The sell off across Japanese tech was led by semiconductor related names. Advantest, a major testing equipment maker, initially plunged more than 4% before trimming losses to about 0.88%. Chipmaker Renesas also struggled, falling around 4.4% as investors rotated out of risk sensitive hardware stocks. This weakness mirrored the overnight slump in U.S. tech giants, where concerns about AI profitability and demand cycles pressured indexes.
Elsewhere in Asia, South Korea’s Kospi slipped 0.54% as its own semiconductor leaders came under strain. Samsung Electronics traded 0.51% lower and SK Hynix dropped 0.79%, giving back some early session losses but remaining firmly in negative territory. The small cap Kosdaq also fell 0.58%, reflecting broad risk aversion across Korean markets.
Australia’s S&P/ASX 200 declined 0.13%, with financials and consumer names offsetting brief strength in mining shares. Meanwhile, Hong Kong’s Hang Seng Index fell 0.45% as tech sentiment weakened across the region.

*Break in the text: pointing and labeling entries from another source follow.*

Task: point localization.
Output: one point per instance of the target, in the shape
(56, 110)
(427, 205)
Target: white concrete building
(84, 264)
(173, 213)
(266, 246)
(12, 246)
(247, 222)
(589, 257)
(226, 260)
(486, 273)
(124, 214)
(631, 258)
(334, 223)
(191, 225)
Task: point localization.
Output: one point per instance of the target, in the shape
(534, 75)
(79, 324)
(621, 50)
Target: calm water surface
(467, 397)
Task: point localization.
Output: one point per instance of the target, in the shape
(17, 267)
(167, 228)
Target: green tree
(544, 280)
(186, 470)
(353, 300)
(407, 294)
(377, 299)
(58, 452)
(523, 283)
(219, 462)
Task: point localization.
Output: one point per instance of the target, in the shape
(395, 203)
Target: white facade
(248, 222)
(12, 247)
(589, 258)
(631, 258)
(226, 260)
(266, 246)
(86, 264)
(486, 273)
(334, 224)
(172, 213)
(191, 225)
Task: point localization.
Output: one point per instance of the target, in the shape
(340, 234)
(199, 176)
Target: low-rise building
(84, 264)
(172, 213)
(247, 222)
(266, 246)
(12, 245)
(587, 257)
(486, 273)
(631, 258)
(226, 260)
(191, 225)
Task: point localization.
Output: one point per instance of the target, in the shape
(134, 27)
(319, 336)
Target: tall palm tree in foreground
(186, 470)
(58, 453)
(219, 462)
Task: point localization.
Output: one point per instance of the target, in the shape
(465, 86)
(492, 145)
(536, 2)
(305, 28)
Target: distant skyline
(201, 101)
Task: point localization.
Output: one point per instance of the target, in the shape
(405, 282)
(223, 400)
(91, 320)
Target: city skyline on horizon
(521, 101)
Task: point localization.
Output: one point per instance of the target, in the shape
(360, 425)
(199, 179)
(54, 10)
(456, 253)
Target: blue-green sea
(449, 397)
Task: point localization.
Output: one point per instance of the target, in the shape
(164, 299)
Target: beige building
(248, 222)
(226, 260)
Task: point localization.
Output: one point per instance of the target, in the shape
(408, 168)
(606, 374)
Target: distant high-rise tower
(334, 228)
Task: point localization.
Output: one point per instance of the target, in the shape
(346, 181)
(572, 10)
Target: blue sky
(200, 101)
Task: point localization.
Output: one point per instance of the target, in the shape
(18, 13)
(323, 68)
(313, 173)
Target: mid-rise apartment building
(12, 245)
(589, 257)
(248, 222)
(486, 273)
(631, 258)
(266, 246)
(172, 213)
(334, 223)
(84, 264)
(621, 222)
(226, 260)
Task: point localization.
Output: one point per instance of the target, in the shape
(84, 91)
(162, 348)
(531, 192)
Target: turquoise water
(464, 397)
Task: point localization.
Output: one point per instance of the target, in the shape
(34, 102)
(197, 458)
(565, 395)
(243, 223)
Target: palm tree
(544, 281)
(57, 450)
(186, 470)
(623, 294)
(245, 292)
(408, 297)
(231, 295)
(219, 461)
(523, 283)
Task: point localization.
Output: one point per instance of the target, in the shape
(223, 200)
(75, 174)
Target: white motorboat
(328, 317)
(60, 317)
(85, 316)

However, mainland China’s CSI 300 edged up 0.21%, supported by selective buying in state linked sectors. Hong Kong listed shares of Xiaomi dropped more than 4% after the company warned that smartphone prices could rise in 2026 due to sharply increasing memory chip costs tied to growing AI demand.

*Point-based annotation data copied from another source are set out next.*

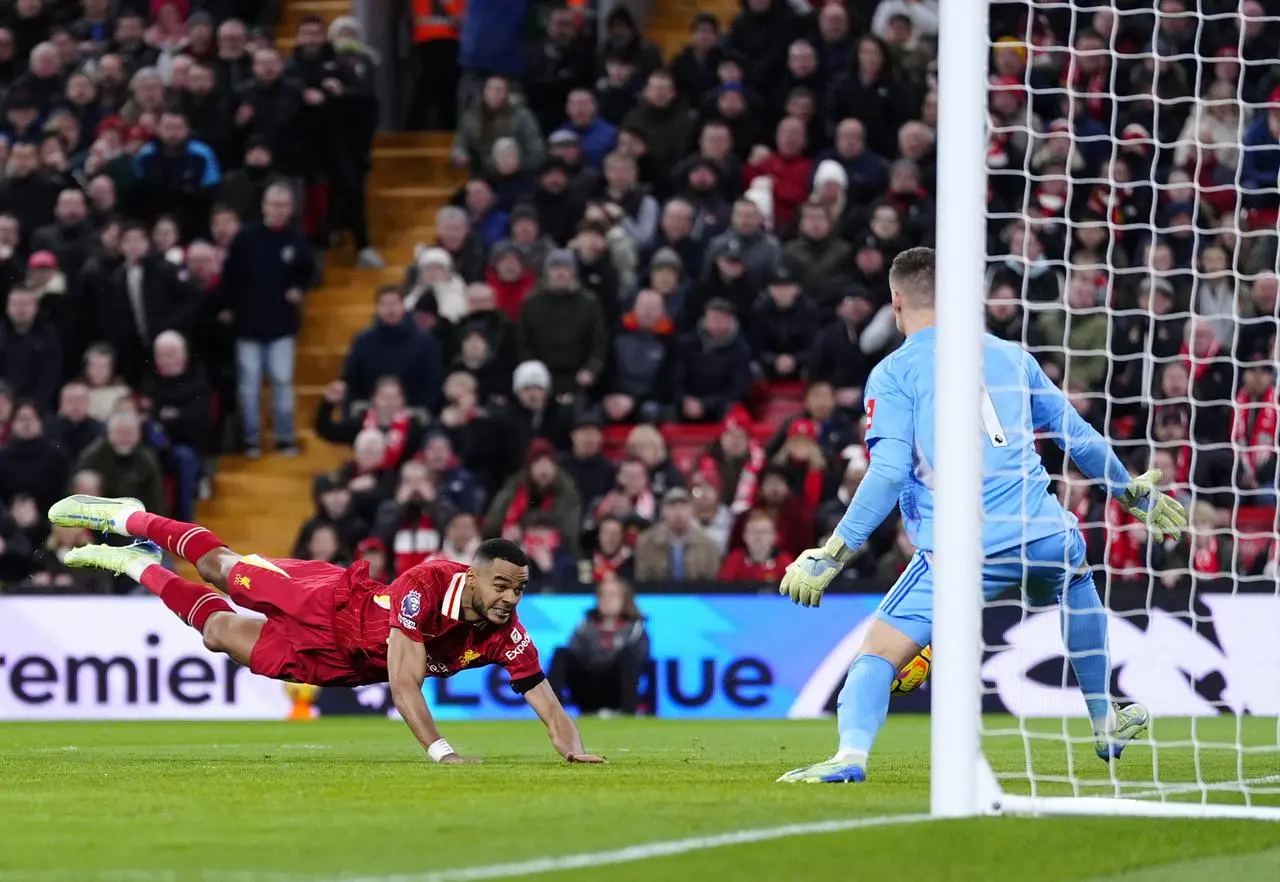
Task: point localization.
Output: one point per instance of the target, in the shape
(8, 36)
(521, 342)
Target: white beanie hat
(831, 172)
(435, 256)
(531, 373)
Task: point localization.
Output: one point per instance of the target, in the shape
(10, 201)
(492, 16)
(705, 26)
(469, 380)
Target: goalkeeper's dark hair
(501, 549)
(912, 275)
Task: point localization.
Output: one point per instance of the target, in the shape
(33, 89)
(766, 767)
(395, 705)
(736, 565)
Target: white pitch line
(634, 853)
(1217, 786)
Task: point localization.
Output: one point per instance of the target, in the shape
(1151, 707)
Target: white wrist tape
(439, 749)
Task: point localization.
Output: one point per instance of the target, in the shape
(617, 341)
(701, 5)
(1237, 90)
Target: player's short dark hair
(501, 549)
(912, 274)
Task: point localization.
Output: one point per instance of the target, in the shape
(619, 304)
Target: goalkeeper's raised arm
(1093, 456)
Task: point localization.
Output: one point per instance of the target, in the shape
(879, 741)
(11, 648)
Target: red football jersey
(425, 603)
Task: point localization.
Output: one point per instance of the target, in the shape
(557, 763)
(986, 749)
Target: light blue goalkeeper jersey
(1018, 400)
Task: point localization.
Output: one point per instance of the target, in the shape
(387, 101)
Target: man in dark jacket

Indian equities opened lower as well. The Nifty 50 slipped 0.16%, while the Sensex eased 0.14%, reflecting the global risk off mood.
Losses in Asia followed another difficult day on Wall Street. U.S. futures were steady during early Asian trading hours, but investors remained cautious after major benchmarks posted sizable declines. The Dow Jones Industrial Average fell 498.50 points, or 1.07%, closing at 46,091.74. The S&P 500 dropped 0.83% to 6,617.32, marking its fourth consecutive decline and the longest losing streak since August. The Nasdaq Composite slid 1.21% to finish at 22,432.85, marking its fifth negative session in the past six days. Analysts attributed much of the weakness to heavy selling in mega cap tech names and concerns that AI related earnings growth may not justify current valuations.

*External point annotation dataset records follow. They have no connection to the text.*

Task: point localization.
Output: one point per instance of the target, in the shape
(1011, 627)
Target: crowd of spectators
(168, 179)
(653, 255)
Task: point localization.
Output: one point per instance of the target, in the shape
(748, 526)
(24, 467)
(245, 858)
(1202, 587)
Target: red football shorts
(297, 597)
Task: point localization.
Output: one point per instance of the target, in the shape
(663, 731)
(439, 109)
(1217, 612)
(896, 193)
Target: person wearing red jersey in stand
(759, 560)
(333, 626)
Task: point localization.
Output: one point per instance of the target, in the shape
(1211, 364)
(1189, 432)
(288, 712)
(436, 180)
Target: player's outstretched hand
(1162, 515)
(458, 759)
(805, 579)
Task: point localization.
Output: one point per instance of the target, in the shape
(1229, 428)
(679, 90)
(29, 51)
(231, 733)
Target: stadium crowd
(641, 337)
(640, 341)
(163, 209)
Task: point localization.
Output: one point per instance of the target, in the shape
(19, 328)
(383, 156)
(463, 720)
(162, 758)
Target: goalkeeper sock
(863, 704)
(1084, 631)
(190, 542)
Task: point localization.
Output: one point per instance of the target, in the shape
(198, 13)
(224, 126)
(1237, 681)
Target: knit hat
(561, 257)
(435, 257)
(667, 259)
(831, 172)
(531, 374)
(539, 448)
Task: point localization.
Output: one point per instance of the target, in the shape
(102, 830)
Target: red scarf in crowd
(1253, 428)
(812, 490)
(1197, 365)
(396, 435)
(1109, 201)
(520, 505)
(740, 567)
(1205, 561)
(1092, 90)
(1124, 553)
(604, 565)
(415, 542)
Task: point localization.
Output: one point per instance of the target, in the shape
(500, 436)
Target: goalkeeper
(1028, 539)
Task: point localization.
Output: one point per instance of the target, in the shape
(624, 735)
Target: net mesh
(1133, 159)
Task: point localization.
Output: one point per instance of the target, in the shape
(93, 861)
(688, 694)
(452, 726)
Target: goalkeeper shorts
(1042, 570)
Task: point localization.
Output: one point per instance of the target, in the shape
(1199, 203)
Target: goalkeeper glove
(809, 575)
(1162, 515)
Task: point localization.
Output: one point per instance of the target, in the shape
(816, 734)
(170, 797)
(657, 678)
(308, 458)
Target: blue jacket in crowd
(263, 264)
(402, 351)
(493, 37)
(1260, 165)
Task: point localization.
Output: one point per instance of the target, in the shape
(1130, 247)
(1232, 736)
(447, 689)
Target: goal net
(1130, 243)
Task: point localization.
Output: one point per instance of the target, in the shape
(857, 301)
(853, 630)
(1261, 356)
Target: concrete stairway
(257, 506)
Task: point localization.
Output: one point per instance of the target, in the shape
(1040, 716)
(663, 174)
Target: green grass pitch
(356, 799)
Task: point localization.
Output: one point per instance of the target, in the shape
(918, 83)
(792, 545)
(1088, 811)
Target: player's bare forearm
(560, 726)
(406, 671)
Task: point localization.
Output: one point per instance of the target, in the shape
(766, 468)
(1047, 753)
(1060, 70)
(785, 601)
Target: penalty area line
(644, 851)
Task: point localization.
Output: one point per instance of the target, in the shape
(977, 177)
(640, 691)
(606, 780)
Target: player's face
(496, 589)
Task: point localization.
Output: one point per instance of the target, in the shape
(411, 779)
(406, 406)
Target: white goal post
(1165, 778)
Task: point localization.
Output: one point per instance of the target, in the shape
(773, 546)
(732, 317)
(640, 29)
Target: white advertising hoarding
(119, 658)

Adding to the risk off sentiment, Bitcoin briefly dipped below $90,000, signaling a broader pullback in speculative assets. Traders viewed the drop as another indication that investors were de-risking across both traditional markets and digital assets.
With rising bond yields, global tech weakness and volatile sentiment converging at the same time, Asia Pacific markets remain highly sensitive to further swings on Wall Street. Investors are now watching for signs of stabilization in AI linked sectors and potential changes in monetary conditions that could ease pressure on growth assets.